With time various topics, most connected to the 'ancient ways,' will be covered. Some of these might be controversial in nature - you're most welcome to contribute.

Tuesday, March 25, 2014

The Military 2.4km run (2) ...

The 2.4km run, with the additional strength exercises - pull-ups, push-ups and sit-ups indicate your current fitness level ... a very short and effective test.  A long time friend, ex-Southern African Defence Force (and Special Force) ... now a running coach Down Under and a very good runner himself, told me the following:

"Funny ... the kids I coach do 2.4km time trials ... it must be engraved into us."  It is one of the best things you can do, and it takes 20 minutes maximum.  If you don't have 20 minutes to spare ... get a life!!

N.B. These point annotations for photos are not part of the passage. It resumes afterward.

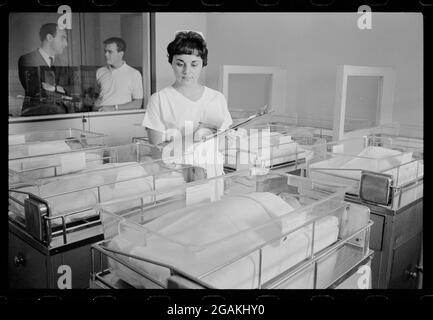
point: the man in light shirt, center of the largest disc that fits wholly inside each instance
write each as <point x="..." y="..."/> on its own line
<point x="37" y="74"/>
<point x="121" y="86"/>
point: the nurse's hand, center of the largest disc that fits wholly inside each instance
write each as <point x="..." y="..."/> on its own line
<point x="204" y="130"/>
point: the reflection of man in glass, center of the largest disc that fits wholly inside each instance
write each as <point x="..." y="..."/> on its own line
<point x="37" y="74"/>
<point x="121" y="86"/>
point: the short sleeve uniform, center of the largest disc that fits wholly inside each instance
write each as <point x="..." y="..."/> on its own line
<point x="169" y="109"/>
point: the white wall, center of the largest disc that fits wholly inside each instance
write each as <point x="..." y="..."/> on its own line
<point x="166" y="25"/>
<point x="311" y="45"/>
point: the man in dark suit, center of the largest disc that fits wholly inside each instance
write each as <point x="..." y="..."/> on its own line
<point x="43" y="94"/>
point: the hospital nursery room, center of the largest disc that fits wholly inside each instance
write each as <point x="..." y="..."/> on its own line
<point x="215" y="151"/>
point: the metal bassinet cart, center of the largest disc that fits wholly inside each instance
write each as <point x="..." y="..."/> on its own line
<point x="384" y="172"/>
<point x="268" y="230"/>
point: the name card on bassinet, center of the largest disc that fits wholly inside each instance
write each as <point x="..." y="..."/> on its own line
<point x="72" y="162"/>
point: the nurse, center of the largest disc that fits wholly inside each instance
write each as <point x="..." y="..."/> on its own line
<point x="186" y="105"/>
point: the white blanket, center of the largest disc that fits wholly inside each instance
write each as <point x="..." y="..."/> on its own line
<point x="267" y="148"/>
<point x="39" y="148"/>
<point x="134" y="186"/>
<point x="375" y="159"/>
<point x="224" y="219"/>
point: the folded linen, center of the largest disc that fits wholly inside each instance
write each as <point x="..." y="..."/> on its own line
<point x="124" y="181"/>
<point x="220" y="225"/>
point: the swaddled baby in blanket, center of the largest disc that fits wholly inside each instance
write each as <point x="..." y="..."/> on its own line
<point x="199" y="239"/>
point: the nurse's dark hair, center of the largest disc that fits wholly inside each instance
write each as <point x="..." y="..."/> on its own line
<point x="189" y="42"/>
<point x="46" y="29"/>
<point x="121" y="44"/>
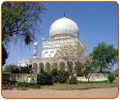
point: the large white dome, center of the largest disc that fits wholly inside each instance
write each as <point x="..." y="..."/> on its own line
<point x="64" y="26"/>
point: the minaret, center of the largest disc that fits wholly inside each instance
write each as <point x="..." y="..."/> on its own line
<point x="35" y="50"/>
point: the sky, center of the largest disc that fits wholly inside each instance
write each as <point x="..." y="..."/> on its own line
<point x="97" y="21"/>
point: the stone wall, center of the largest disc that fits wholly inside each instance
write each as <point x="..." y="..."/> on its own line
<point x="27" y="78"/>
<point x="95" y="77"/>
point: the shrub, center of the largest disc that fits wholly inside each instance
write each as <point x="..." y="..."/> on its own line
<point x="54" y="72"/>
<point x="29" y="85"/>
<point x="62" y="76"/>
<point x="111" y="77"/>
<point x="45" y="79"/>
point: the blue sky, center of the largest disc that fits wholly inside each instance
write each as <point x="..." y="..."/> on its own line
<point x="97" y="21"/>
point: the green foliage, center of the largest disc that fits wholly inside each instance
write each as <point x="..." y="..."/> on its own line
<point x="19" y="20"/>
<point x="47" y="67"/>
<point x="63" y="76"/>
<point x="41" y="65"/>
<point x="45" y="78"/>
<point x="111" y="77"/>
<point x="62" y="66"/>
<point x="104" y="56"/>
<point x="28" y="85"/>
<point x="54" y="72"/>
<point x="4" y="55"/>
<point x="79" y="68"/>
<point x="26" y="69"/>
<point x="10" y="68"/>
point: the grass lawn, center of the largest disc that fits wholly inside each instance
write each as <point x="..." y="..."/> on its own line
<point x="80" y="85"/>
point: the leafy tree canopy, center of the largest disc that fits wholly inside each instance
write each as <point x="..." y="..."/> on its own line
<point x="18" y="21"/>
<point x="104" y="56"/>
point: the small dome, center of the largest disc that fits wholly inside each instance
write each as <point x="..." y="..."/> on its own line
<point x="64" y="26"/>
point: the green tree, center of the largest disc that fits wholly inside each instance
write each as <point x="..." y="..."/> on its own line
<point x="18" y="21"/>
<point x="71" y="54"/>
<point x="41" y="65"/>
<point x="104" y="56"/>
<point x="4" y="55"/>
<point x="47" y="67"/>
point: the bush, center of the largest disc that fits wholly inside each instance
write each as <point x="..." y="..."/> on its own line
<point x="54" y="72"/>
<point x="62" y="76"/>
<point x="111" y="78"/>
<point x="29" y="85"/>
<point x="45" y="79"/>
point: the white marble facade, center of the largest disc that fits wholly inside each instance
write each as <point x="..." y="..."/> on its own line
<point x="63" y="31"/>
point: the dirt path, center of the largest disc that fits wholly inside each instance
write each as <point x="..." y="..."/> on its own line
<point x="44" y="93"/>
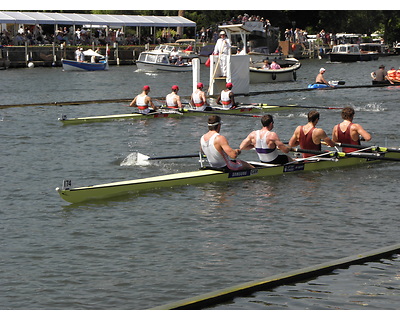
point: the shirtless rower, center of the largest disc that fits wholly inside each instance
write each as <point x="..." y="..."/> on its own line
<point x="217" y="149"/>
<point x="348" y="132"/>
<point x="227" y="98"/>
<point x="198" y="99"/>
<point x="266" y="142"/>
<point x="309" y="136"/>
<point x="173" y="101"/>
<point x="143" y="102"/>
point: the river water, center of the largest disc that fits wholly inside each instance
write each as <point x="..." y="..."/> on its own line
<point x="138" y="252"/>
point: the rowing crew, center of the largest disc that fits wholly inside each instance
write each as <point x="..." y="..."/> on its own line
<point x="267" y="143"/>
<point x="198" y="99"/>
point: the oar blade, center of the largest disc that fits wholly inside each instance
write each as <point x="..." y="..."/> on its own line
<point x="135" y="159"/>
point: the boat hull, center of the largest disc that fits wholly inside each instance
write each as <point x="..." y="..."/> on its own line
<point x="258" y="75"/>
<point x="152" y="67"/>
<point x="352" y="57"/>
<point x="109" y="190"/>
<point x="71" y="65"/>
<point x="170" y="114"/>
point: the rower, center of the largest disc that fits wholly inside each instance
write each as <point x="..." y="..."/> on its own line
<point x="198" y="99"/>
<point x="309" y="136"/>
<point x="227" y="98"/>
<point x="218" y="150"/>
<point x="267" y="143"/>
<point x="348" y="132"/>
<point x="320" y="77"/>
<point x="143" y="102"/>
<point x="173" y="101"/>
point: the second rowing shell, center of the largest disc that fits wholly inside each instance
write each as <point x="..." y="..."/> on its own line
<point x="166" y="113"/>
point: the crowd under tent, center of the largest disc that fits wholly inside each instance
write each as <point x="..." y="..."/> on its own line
<point x="94" y="20"/>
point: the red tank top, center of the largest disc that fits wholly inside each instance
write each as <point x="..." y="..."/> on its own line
<point x="306" y="142"/>
<point x="345" y="137"/>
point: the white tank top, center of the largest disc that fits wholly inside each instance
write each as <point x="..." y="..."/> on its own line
<point x="214" y="158"/>
<point x="170" y="100"/>
<point x="225" y="99"/>
<point x="264" y="153"/>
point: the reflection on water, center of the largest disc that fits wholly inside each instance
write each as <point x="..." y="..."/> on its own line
<point x="370" y="286"/>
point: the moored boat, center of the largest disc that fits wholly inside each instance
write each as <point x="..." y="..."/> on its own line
<point x="160" y="61"/>
<point x="286" y="73"/>
<point x="351" y="53"/>
<point x="260" y="170"/>
<point x="332" y="84"/>
<point x="101" y="65"/>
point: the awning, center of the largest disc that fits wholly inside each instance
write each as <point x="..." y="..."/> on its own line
<point x="93" y="19"/>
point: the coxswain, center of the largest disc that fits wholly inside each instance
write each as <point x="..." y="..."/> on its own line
<point x="266" y="142"/>
<point x="309" y="136"/>
<point x="143" y="102"/>
<point x="198" y="99"/>
<point x="348" y="132"/>
<point x="217" y="149"/>
<point x="320" y="78"/>
<point x="227" y="99"/>
<point x="173" y="101"/>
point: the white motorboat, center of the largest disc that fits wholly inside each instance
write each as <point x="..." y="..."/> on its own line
<point x="160" y="61"/>
<point x="287" y="72"/>
<point x="351" y="53"/>
<point x="102" y="64"/>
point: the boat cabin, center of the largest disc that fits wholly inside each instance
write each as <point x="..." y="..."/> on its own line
<point x="154" y="57"/>
<point x="346" y="48"/>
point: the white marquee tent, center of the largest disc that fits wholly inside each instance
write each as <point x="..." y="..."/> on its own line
<point x="93" y="19"/>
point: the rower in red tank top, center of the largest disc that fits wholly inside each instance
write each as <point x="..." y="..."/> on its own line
<point x="348" y="132"/>
<point x="309" y="136"/>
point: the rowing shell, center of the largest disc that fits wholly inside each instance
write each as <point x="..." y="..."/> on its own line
<point x="108" y="190"/>
<point x="172" y="114"/>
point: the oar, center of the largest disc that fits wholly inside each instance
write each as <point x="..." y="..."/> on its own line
<point x="297" y="106"/>
<point x="373" y="148"/>
<point x="224" y="113"/>
<point x="140" y="159"/>
<point x="343" y="154"/>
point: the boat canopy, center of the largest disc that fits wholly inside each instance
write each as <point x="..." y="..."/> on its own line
<point x="93" y="19"/>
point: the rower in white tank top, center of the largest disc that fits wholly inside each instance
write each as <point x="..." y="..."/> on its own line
<point x="264" y="153"/>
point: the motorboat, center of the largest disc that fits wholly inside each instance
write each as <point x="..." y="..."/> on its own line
<point x="287" y="72"/>
<point x="156" y="60"/>
<point x="102" y="63"/>
<point x="351" y="53"/>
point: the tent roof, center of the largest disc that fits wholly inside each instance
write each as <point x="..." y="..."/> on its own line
<point x="93" y="19"/>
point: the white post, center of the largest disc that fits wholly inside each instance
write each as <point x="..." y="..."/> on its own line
<point x="196" y="73"/>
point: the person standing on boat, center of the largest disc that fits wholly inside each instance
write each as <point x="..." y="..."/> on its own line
<point x="275" y="65"/>
<point x="226" y="98"/>
<point x="223" y="49"/>
<point x="309" y="136"/>
<point x="266" y="142"/>
<point x="143" y="102"/>
<point x="217" y="149"/>
<point x="173" y="101"/>
<point x="348" y="132"/>
<point x="320" y="78"/>
<point x="198" y="99"/>
<point x="380" y="76"/>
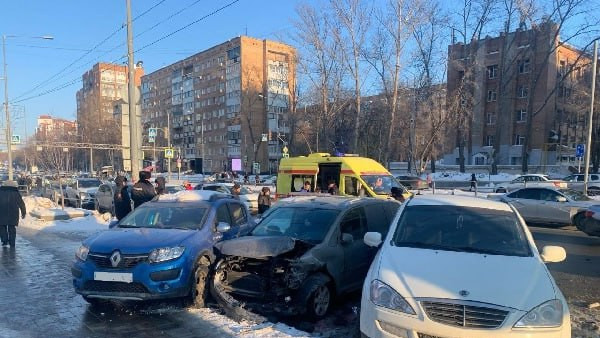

Problems running with boots:

Some of the Special Force Units in the Southern African Defence Force supplied boots with flat soles.  Some of us with some running experience, with the very first opportunity took our boots to an Indian shoemaker (available everywhere in South Africa) to replace the 'heeled' soles with flat soles.  Shin splints was a very common 'injury' in the Defence Force.  I see the Australian Defence Force still use boots with heels.  Heels on any running shoe or boot encourages heel action ... the last thing you want while running.  Heel action in running promotes the 'development' of your quads (muscles on your upper leg), which in return puts strain on your knees and lower legs.

Age and running:

This is something that really pisses me off, especially in Australia, where the majority of people think runners are 'wankers' as I've been told on so many occasions ... not to mention running when you're over 45.  Research indicates the following:

Long distance runners were studied over a long period of time and their running times were studied throughout their running careers.  At the age of 19, a runner ran a time of A ... as this runner aged, the running time increased to the age of 29 ... let's call it maximum time B  ... from there on the running time decreased.  Researchers then asked themselves how long will it take for that runner's time to slow down to time A???  Ok, it's your guess now ... age 35, maybe 45 or how about 50???  Research shows that it'll take you to age 64 before your time declines to your 19 year old running time A.  What does this really means???

It means that the average long distance runner between the ages of 30 and 60 will easily outrun runners between the ages of 19 to 29!!!  Now, what does this really, really means????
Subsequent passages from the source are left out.